On February 6, a bipartisan, bicameral proposal was announced to replace the current Sustainable Growth Rate (SGR) formula and create new physician payment mechanisms. The SGR was enacted as part of the 1997 Balanced Budget Act and linked physician fees to growth in the U.S. gross domestic product (GDP). The original approach was intended to control costs. But if volume grows while per capita GDP slows, as has been the case over the past decade, then the formula calls for rate cuts – at a time when the total cost of providing patient care is increasing.
To combat the rate cuts, Congress has repeatedly suspended these adjustments. Those suspensions, however, have had an unintended consequence: the difference between the SGR actual vs. target spending begins to compound each year, leaving us with the current 24% mandated pay cut. According to the American Medical Association, the absence of SGR rate cuts has cost taxpayers $153.7 billion over the past decade.
The proposed repeal would eliminate the SGR formula and replace it with a new payment system that focuses on quality, value, and accountability. The preliminary legislation removes the threat of cuts to Medicare providers and ensures annual rate increases of 0.5% for 5 years, followed by an additional 5 years during which 2018 rates will be maintained. In addition, HHS would be directed to create a new methodology – the Merit-Based Incentive Payment System (MIPS) – for assessing the annual performance of professionals paid by Medicare.
MIPS would result in the consolidation of the three existing quality programs: the Electronic Health Record (EHR) Incentive Program, the Physician Quality Reporting System (PQRS), and the Value-Based Modifier. The rationale is that consolidating the three programs would eliminate conflicting or redundant metrics, enabling the government to reward performance based on a set of clearly defined, unified metrics. Continuing the push toward a value-based payment system, the new MIPS would thus assess the performance of eligible professionals in four categories: quality, resource use, EHR meaningful use, and clinical practice improvement. One additional provision of the proposed legislation also requires EHRs to be interoperable by 2017 and prohibits providers from deliberately blocking information sharing with other EHR vendor products.

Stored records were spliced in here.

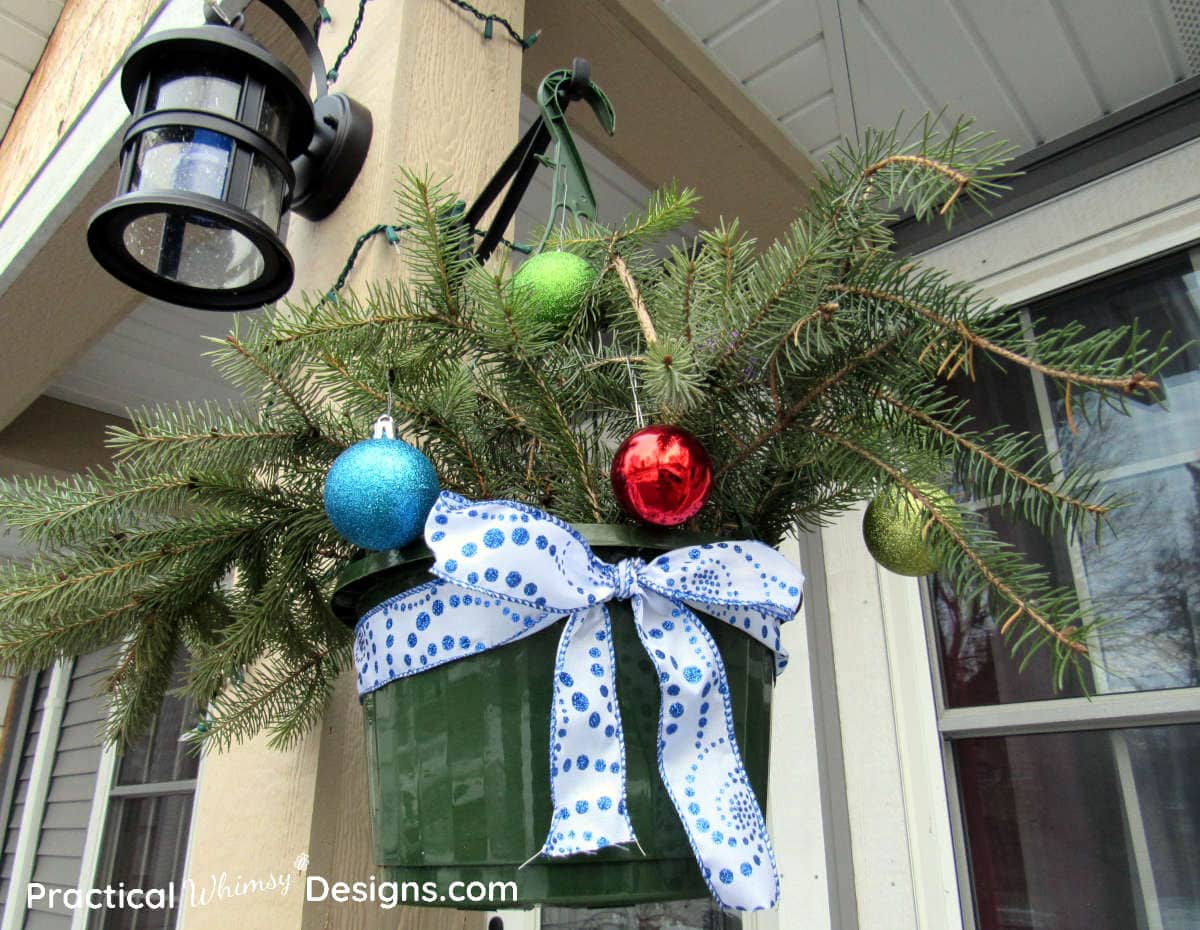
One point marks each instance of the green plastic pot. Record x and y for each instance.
(467, 797)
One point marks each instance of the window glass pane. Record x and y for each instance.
(1093, 831)
(977, 666)
(1145, 575)
(160, 756)
(701, 915)
(147, 847)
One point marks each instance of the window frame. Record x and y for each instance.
(99, 850)
(1031, 279)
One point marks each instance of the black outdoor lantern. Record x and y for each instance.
(222, 142)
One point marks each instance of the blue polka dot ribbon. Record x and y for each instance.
(505, 570)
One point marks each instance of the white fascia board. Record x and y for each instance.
(77, 162)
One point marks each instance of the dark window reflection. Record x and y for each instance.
(1144, 574)
(1093, 831)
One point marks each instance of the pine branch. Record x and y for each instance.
(1083, 507)
(1068, 637)
(1128, 384)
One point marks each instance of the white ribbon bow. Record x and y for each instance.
(507, 571)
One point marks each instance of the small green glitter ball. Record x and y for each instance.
(893, 526)
(551, 286)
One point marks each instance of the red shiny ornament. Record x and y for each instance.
(661, 475)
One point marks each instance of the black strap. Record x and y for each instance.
(520, 166)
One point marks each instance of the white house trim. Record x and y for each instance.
(30, 831)
(94, 841)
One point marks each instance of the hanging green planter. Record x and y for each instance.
(459, 756)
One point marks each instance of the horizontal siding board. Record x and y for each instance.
(71, 787)
(63, 841)
(52, 909)
(67, 814)
(83, 713)
(93, 663)
(77, 761)
(43, 921)
(57, 870)
(79, 737)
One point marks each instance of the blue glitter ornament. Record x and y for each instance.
(378, 492)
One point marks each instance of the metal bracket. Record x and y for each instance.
(571, 190)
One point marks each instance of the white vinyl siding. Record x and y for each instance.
(60, 840)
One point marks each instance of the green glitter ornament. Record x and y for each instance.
(551, 286)
(893, 528)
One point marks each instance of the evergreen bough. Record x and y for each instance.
(814, 370)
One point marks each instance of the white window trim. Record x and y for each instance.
(1127, 217)
(94, 843)
(30, 831)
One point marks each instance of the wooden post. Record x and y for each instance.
(444, 101)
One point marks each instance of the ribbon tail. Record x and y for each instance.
(699, 757)
(587, 748)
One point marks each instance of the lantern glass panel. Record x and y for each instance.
(274, 121)
(265, 196)
(196, 88)
(193, 250)
(183, 159)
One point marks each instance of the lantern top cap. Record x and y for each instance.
(209, 46)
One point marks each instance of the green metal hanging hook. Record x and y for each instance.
(571, 190)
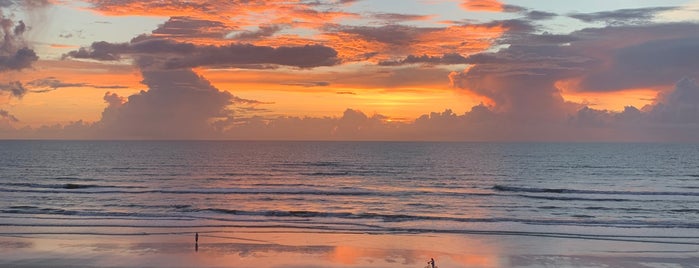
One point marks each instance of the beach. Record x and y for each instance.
(347, 204)
(290, 248)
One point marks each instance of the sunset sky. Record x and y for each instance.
(471, 70)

The implications of these changes loom large. If the proposal passes, the focus then shifts to one of continuous performance improvement. Organizations will have to utilize their resources more efficiently, apply clinical pathways, and demonstrate actions within the practice that deliver a high-quality experience for Medicare beneficiaries. This will, in turn, require physician practices and medical groups to better manage information and performance at a detailed level.
Assuming that Congress can figure out a way to pay the projected $150 billion price tag of the repeal, and that the existing political climate within Congress doesn’t derail the bill, provider organizations will be looking to implement significant changes across revenue cycle processes, patient access protocols, and clinical operations.